XGBoost is an ensemble method, meaning that it is composed of different machine
learning models that combine to work together. The individual models that make up the
ensemble in XGBoost are called base learners.

Decision trees, the most commonly used XGBoost base learners, are unique in the
machine learning landscape. Instead of multiplying column values by numeric weights,
as in linear regression and logistic regression,
decision trees split the data by asking questions about the columns.

A decision tree can create thousands of branches until it uniquely maps each sample to the
correct target in the training set. This means that the training set can have 100% accuracy.
Such a model, however, will not generalize well to new data.

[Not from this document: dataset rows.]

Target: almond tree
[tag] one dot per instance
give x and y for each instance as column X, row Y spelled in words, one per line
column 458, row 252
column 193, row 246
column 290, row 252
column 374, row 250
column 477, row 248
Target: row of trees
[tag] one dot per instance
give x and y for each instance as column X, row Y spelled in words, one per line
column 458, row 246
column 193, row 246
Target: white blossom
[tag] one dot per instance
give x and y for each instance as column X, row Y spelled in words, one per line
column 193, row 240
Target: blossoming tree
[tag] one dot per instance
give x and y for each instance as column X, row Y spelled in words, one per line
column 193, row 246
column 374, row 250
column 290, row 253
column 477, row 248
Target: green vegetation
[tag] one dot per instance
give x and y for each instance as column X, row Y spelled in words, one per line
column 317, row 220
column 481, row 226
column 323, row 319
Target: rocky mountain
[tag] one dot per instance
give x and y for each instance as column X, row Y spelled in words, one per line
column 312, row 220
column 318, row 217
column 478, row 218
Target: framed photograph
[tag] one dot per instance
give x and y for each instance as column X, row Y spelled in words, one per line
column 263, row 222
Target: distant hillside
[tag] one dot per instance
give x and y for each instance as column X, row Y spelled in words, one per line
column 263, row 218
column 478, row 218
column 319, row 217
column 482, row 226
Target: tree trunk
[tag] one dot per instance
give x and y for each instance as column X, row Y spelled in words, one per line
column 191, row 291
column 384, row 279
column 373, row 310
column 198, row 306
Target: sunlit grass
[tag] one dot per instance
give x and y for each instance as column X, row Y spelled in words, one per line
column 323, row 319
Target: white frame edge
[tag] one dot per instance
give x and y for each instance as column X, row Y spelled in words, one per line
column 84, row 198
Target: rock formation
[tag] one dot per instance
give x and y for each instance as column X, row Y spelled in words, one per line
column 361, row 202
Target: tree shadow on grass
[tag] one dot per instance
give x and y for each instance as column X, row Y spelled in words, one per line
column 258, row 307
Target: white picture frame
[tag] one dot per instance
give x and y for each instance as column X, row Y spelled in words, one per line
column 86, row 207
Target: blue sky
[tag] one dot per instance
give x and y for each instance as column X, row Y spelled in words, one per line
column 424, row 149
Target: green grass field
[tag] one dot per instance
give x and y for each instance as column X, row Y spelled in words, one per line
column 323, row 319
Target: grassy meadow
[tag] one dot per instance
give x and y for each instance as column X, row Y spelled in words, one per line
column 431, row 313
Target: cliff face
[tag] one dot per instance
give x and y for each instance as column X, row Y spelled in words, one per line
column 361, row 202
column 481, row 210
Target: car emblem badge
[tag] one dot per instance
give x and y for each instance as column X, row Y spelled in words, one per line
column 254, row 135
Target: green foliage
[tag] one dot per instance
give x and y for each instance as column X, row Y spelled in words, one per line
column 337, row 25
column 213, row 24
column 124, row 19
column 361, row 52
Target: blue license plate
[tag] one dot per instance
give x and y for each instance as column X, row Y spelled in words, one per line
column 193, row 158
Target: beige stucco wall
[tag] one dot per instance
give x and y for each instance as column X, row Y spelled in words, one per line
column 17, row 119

Decision trees are prone to overfitting the data. In other words, decision trees can map too
closely to the training data, a problem explored later in this chapter in terms of variance
and bias. 

Hyperparameter fine-tuning is one solution to prevent overfitting. Another
solution is to aggregate the predictions of many trees, a strategy that Random Forests and
XGBoost employ.


##Setup

In [21]:
import pandas as pd
import numpy as np

from sklearn.tree import DecisionTreeClassifier
from sklearn.tree import DecisionTreeRegressor

from sklearn.metrics import accuracy_score, mean_squared_error
from sklearn.model_selection import train_test_split, cross_val_score
from sklearn.model_selection import GridSearchCV


import warnings
warnings.filterwarnings('ignore')

In [None]:
!wget https://github.com/PacktPublishing/Hands-On-Gradient-Boosting-with-XGBoost-and-Scikit-learn/raw/master/Chapter02/census_cleaned.csv
!wget https://github.com/PacktPublishing/Hands-On-Gradient-Boosting-with-XGBoost-and-Scikit-learn/raw/master/Chapter02/bike_rentals_cleaned.csv

##Exploring decision trees

Decision Trees work by splitting the data into branches. The branches are followed down
to leaves where predictions are made.

In [3]:
df_census = pd.read_csv("census_cleaned.csv")
df_census.head()

Unnamed: 0,age,fnlwgt,education-num,capital-gain,capital-loss,hours-per-week,workclass_ ?,workclass_ Federal-gov,workclass_ Local-gov,workclass_ Never-worked,...,native-country_ Puerto-Rico,native-country_ Scotland,native-country_ South,native-country_ Taiwan,native-country_ Thailand,native-country_ Trinadad&Tobago,native-country_ United-States,native-country_ Vietnam,native-country_ Yugoslavia,income_ >50K
0,39,77516,13,2174,0,40,0,0,0,0,...,0,0,0,0,0,0,1,0,0,0
1,50,83311,13,0,0,13,0,0,0,0,...,0,0,0,0,0,0,1,0,0,0
2,38,215646,9,0,0,40,0,0,0,0,...,0,0,0,0,0,0,1,0,0,0
3,53,234721,7,0,0,40,0,0,0,0,...,0,0,0,0,0,0,1,0,0,0
4,28,338409,13,0,0,40,0,0,0,0,...,0,0,0,0,0,0,0,0,0,0


In [4]:
# declare your predictor and target columns, X and y
X = df_census.iloc[:, :-1]
y = df_census.iloc[:, -1]

In [5]:
# split the data into training and tests set
x_train, x_test, y_train, y_test = train_test_split(X, y, random_state=2)

In [6]:
# decision tree classifier
clf = DecisionTreeClassifier(random_state=2)
clf.fit(x_train, y_train)

y_pred = clf.predict(x_test)
accuracy_score(y_pred, y_test)

0.8131679154894976

##Tuning hyperparameters

The best way to learn about hyperparameters is through experimentation. Although there
are theories behind the range of hyperparameters chosen, results trump theory. Different
datasets see improvements with different hyperparameter values.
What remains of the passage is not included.